Locher verwies in seiner Anfrage auf die zunehmenden Probleme für die Südtiroler Fleischwirtschaft. Die bestehenden Schlachtstrukturen in Meran, Brixen, Ritten und Deutschnofen könnten die Ausfälle in Bozen nicht kompensieren. Es fehle an Personal und Kühlkapazitäten, zudem müssten Tiere längere Transportwege in Kauf nehmen. Dies werfe auch Fragen des Tierwohls auf. Nach jahrelangen Verzögerungen und Ankündigungen forderte Locher klare Fakten und verbindliche Entscheidungen.
Laut Angaben von Landesrat Luis Walcher wurden inzwischen rund 739.000 Euro von der Gemeinde Bozen in die außerordentliche Instandhaltung des Schlachthofs investiert. Dabei seien unter anderem Krananlagen statisch überprüft und zertifiziert sowie Maßnahmen zur Sicherung der Kühlkette umgesetzt worden. Die Sanierungsarbeiten befänden sich laut Walcher in einer fortgeschrittenen Phase.

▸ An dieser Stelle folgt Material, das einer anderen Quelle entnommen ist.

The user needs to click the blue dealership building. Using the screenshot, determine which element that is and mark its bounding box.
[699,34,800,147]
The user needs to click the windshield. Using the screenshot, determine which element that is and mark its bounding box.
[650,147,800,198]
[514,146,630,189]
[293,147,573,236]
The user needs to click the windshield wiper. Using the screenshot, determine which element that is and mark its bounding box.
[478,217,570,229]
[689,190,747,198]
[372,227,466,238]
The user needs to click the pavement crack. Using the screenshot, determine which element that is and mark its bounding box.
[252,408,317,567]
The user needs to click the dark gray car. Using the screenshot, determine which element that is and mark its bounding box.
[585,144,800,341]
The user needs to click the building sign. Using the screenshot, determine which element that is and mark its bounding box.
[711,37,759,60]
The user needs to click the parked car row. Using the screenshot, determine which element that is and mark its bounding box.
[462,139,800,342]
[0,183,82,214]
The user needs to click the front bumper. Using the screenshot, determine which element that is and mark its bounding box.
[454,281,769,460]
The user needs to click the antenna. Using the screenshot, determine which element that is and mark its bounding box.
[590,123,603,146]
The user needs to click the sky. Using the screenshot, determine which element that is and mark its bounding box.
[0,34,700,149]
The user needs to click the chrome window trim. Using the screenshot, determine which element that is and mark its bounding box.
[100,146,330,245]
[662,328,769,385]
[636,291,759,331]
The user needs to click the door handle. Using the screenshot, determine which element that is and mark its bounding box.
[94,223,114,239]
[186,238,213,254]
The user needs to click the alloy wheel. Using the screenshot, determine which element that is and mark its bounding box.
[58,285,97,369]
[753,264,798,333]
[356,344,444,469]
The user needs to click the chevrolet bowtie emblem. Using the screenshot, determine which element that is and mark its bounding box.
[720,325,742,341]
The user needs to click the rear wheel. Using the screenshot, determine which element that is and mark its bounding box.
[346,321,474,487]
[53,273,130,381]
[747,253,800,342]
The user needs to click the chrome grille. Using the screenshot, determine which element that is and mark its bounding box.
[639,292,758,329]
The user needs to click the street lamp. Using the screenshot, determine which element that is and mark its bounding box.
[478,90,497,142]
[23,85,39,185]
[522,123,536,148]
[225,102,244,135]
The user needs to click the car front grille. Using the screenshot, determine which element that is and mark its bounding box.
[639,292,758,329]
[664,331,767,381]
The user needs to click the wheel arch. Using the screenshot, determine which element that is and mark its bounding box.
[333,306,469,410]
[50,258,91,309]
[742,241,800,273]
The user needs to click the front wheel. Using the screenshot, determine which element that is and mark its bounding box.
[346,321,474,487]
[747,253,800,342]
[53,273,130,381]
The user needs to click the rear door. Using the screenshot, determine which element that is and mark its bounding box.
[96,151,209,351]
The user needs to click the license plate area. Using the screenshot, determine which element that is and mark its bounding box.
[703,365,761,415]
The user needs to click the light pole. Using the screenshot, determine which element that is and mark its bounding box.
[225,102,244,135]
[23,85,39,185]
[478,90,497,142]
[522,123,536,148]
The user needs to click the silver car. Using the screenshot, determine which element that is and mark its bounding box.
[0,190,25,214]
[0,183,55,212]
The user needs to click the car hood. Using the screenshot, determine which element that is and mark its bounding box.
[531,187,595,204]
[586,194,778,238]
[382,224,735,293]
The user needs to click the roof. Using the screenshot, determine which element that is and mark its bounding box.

Derzeit gibt es jedoch keinen Betreiber für den Schlachthof. Weder die Stadtgemeinde Bozen noch die SEAB seien in der Lage, die Struktur selbst zu führen, erklärte der Landesrat. Dennoch hoffe man, den Betrieb Ende Februar oder Anfang März wieder aufnehmen zu können. Mit rund 13.000 Schlachtungen pro Jahr habe der Schlachthof Bozen eine zentrale Bedeutung für die Fleischversorgung in Südtirol.
Offen bleibt weiterhin die langfristige Zukunft der Einrichtung. Für einen möglichen Neubau soll eine Machbarkeitsstudie erstellt werden, die voraussichtlich im Juni vorliegen wird. Die Ausarbeitung der Studie wurde Landesrat Bianchi übertragen. Für Locher sind die bisherigen Antworten unzureichend: Der Schlachthof Bozen dürfe nicht weiter aufgeschoben werden, vielmehr brauche es rasch eine Entscheidung, um den Betrieb langfristig abzusichern.